City Attorney Dennis Herrera is asking a judge to throw out a lawsuit challenging the validity of Proposition B, a measure passed in June that forces waterfront height-limit increases in San Francisco to go before voters.
The pre-trial brief, filed Monday by Herrera in San Francisco Superior Court, states that land-use decisions involving Port of San Francisco property have included voters for decades and therefore the lawsuit questioning the validity of Prop. B has no merit.
The lawsuit by the California State Lands Commission against The City was filed in July, and challenges whether voters can weigh in on development projects that exceed building height limits along a 7.5-mile span of the waterfront.
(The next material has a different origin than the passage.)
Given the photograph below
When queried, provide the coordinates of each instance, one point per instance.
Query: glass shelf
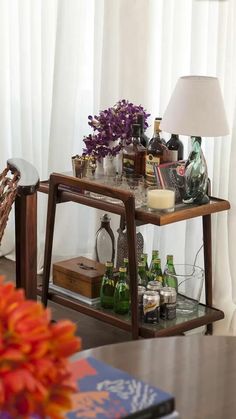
(204, 315)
The commission, comprised of Lt. Gov. Gavin Newsom, state Controller John Chiang and Finance Director Michael Cohen, asserts that while the waterfront is managed by The City's Port Commission, the state Legislature retains ultimate authority of the property, per the Burton Act of 1968.
But Herrera contends that the Burton Act actually calls for local control of the waterfront because the state granted authority of San Francisco's “tidelands and submerged lands” to The City through a harbor commission.
“After half a century of successful cooperation on San Francisco's waterfront, the California State Lands Commission has decided that San Francisco's waterfront planning process is illegal and that voters have no say about what can be built next to the Bay,” Herrera said in a statement. “That is wrong.”
Tim Colen, executive director for the Housing Action Coalition and a plaintiff in a separate lawsuit seeking to block Prop. B earlier this year, said he was not surprised by Herrera's attempt to have the lawsuit by the Lands Commission dismissed.
“The City is forced to oppose it, whatever its interests really are,” Colen said.
The Nov. 4 election will mark the first time Prop. B is exercised, when voters will be asked whether the height limit for buildings at the 28-acre portion of Pier 70 slated for mixed-use development can be raised from 40 to 90 feet.